CIMI wies demnach auch darauf hin, dass die drei Bundesstaaten mit den höchsten Mordraten unter Indigenen auch die höchste Zahl der Selbstmorde aufweisen. Zwischen 2019 und 2022 wurden insgesamt 535 Todesfälle von Indigenen durch Suizid gezählt, 74 Prozent davon in Amazonas, Mato Grosso do Sul und Roraima.

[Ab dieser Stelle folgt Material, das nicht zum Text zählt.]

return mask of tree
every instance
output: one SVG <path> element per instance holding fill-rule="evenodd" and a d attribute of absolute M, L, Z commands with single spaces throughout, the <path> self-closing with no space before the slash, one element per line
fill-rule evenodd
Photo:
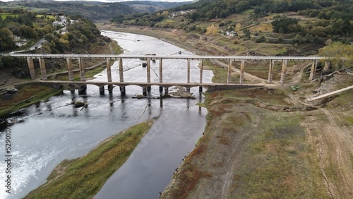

Unter der Regierung Bolsonaro habe es einen "programmatischen Fahrplan des Völkermords" gegeben, sagte Roberto Antonio Liebgott, Organisator des CIMI-Berichts. Der Bericht wurde Mitte der vergangenen Woche bei einer Veranstaltung am Sitz der Nationalen Bischofskonferenz Brasiliens (CNBB) vorgestellt.

Im Jahr 2022 spiegelte sich die indigenenfeindliche Haltung der Regierung Bolsonaro auch in der Zunahme von Konflikten um territoriale Rechte wider, von denen landesweit 158 registriert wurden. Die illegale Ausbeutung von Ressourcen und Inbesitznahmen sowie von Beschädigungen von indigenem Eigentum summierten sich auf 309 Fälle in mindestens 218 indigenen Gebieten in 25 Bundesstaaten des Landes.

Der extrem rechte Bolsonaro (68) war im Oktober des Vorjahrs bei der Präsidentenstichwahl knapp dem Linkspolitiker Luiz Inácio Lula da Silva (77) unterlegen. Er hatte immer wieder als unsäglich kritisierte Äußerungen über Indigene, Schwarze, Schwule und Frauen getätigt.